LARY in Downtown LA. : Always a car in sight!
By Ralph Cantos
It may have been Los Angeles Transit Lines that coined the phrase “always a car in sight” when referring to the world-famous P Line with its 90-second post-World War II headways.
But all anyone needs do is look at historic photos of Downtown Los Angeles from about 1920 to early 1946, and it would be obvious that the phrase applied to just about the entire rail system.
This postcard is typical of any photo taken in 1928, at or near Broadway & 7th in the CBD. The LARY car lines blanked the entire inner city.
About the only major rail abandonment to take place during that 26 year period, was the L Line along West 10th Street/Olympic Boulevard. It was not low patronage the killed off the L Line, but rather construction and widening of West 10th Street being reconfigured into Olympic Boulevard.

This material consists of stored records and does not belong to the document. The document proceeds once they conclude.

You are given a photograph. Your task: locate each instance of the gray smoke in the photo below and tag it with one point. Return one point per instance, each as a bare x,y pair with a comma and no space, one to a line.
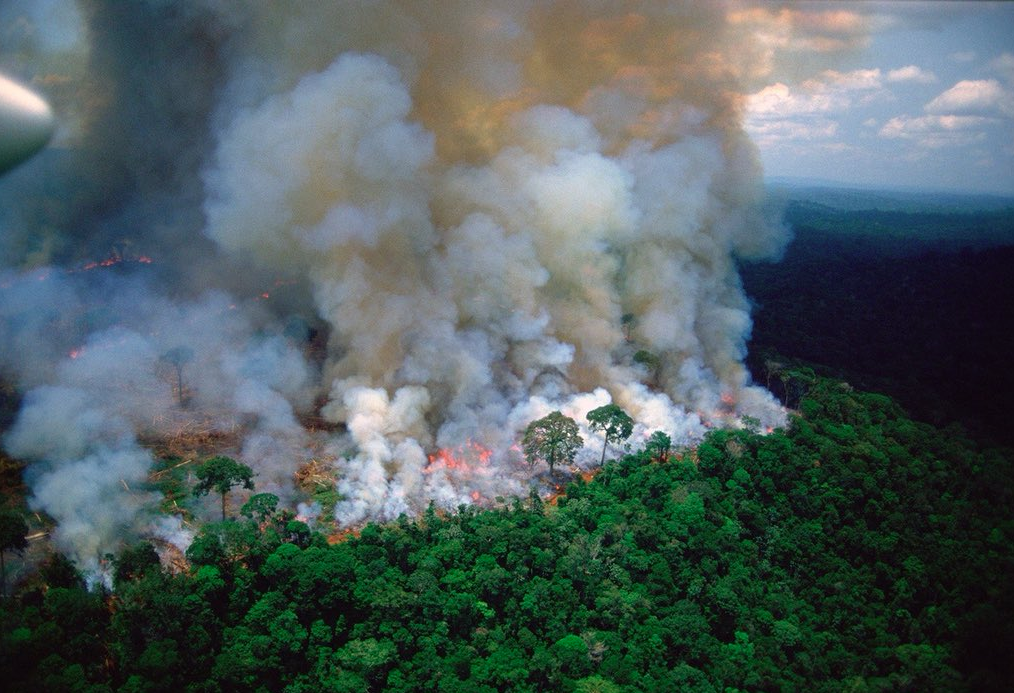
487,208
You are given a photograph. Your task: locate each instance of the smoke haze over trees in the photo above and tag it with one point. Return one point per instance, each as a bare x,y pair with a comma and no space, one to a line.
460,200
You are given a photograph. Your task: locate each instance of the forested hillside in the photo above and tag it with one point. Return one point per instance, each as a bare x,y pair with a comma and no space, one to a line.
855,550
915,303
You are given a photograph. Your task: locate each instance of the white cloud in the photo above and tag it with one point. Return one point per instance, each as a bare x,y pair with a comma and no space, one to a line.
911,73
779,100
773,132
973,96
937,131
1004,65
856,80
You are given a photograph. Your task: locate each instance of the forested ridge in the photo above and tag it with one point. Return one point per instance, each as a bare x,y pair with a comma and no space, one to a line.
854,550
857,549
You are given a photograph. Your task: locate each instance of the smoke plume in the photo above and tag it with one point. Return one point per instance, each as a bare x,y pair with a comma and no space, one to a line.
480,211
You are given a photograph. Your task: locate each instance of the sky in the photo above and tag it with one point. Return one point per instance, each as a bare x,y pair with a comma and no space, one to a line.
910,94
895,94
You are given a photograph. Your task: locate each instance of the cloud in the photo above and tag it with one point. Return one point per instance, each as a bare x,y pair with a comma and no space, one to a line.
937,131
973,96
779,100
911,73
856,80
768,133
1004,66
779,112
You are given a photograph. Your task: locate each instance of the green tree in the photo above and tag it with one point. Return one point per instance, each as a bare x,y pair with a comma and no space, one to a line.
613,422
260,506
220,474
554,437
658,446
12,538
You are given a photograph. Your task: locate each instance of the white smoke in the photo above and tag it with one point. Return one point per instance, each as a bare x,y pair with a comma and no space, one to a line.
487,209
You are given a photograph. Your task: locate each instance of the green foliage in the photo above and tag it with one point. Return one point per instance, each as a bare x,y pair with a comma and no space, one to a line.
220,474
614,423
555,438
854,550
658,446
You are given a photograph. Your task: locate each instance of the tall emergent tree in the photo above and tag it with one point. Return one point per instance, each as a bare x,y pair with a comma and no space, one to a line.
613,422
658,446
554,437
220,474
177,357
12,538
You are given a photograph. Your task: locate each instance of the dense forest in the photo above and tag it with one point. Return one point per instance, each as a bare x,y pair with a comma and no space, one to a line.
855,550
867,546
890,301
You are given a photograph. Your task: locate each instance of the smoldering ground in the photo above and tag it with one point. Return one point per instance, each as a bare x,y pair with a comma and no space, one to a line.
488,208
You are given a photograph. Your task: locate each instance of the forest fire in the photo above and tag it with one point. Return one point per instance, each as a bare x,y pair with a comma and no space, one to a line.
465,458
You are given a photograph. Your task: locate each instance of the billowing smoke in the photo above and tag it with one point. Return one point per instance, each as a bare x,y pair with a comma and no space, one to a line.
489,211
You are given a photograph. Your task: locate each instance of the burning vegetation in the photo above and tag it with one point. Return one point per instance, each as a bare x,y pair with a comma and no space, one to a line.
380,253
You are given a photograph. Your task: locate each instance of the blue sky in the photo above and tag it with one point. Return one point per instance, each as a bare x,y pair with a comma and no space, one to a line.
904,94
897,94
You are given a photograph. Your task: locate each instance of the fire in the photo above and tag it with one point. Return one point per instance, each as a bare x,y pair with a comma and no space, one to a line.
464,458
465,463
115,258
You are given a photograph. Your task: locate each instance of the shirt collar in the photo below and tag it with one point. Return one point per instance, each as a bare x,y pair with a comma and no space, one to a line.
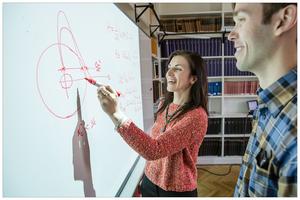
276,96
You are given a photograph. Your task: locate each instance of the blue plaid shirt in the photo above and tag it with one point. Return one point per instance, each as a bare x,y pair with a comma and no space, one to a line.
269,166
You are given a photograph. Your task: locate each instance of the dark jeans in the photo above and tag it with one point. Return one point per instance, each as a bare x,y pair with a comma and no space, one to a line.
149,189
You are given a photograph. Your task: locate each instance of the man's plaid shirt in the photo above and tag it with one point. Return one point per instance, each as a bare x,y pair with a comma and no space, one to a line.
269,166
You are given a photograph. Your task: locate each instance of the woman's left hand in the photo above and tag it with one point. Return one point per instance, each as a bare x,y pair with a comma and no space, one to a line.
108,99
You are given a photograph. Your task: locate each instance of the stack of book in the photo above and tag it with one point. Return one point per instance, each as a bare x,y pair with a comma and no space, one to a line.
235,146
199,24
204,47
231,70
214,126
240,87
228,48
238,125
214,88
210,147
213,67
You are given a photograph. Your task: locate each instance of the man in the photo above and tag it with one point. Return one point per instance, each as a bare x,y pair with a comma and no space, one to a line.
265,38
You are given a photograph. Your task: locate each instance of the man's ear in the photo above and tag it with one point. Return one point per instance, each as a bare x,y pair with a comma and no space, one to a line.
285,19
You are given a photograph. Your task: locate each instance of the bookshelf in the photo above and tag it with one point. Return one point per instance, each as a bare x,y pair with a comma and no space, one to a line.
229,89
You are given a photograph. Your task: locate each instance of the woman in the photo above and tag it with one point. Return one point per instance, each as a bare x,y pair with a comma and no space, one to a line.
171,149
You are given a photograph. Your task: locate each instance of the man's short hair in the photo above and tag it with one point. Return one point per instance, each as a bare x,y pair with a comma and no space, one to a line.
269,9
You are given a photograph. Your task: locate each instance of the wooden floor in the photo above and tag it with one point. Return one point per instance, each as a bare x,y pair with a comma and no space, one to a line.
210,185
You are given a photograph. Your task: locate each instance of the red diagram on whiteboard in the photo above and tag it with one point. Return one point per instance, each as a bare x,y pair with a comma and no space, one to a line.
62,65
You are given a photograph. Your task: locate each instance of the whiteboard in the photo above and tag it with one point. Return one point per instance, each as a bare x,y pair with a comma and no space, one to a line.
48,50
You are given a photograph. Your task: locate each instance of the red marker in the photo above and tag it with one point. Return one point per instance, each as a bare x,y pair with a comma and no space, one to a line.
93,82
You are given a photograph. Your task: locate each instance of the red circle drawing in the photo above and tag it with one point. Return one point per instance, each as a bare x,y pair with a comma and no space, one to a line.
66,80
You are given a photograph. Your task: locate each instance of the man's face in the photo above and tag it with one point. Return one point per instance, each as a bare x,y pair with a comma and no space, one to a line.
252,40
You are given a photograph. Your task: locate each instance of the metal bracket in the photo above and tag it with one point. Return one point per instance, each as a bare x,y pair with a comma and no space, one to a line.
137,16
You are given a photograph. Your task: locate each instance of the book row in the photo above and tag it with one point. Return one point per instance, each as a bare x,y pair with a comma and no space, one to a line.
240,87
229,49
230,69
201,24
214,126
214,88
205,47
213,68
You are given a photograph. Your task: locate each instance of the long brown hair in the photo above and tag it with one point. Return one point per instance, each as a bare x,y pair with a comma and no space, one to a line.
199,96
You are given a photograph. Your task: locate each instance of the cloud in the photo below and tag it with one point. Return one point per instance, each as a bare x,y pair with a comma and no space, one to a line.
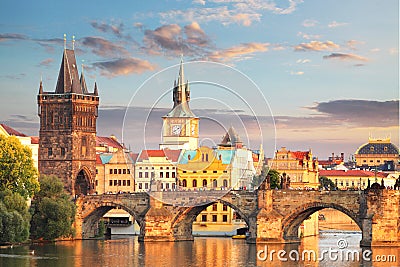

Broadway at 7th was by far the center of all LARY rail service. Its very difficult to determine just how many car lines operated down Broadway at its peak. The LARY was in a constant state of change in re-routing and changing terminals of its car lines with the ease so commonly seen today in “flexible” modern day bus lines.
The PE did operate car lines within the CBD, along Hill Street, Main and 6th Streets, but not with the profuseness of the LARY.
The accompanying photos illustrate just how fantastic rail transit was in LA during those 26 years.
When LATL took over the LARY, things began to change, and not for the better. The once-vast rail system was “butchered” by the “we don’t give a damn” National City Lines management. LA city and Public Utilities Commission officials just sat by with their fingers up their ass and let the whole rail system go to hell.
Ralph Cantos Collection
Anyone know the name of the track layout at 7th and broadway? As I recall it had the normal two tracks crossing at 90 degrees and it had turns off each track to the the cross street. Royal Diamond? When I was a kid I used to stand there waiting to see if any of the cars would make a turn, but they never did. I loved the sound they made as they clattered through the intersection. At rush hours there was a street conductor in all four of the safety islands and they would open the exit door to let passengers off and then collect fares or transfers from the incoming passengers.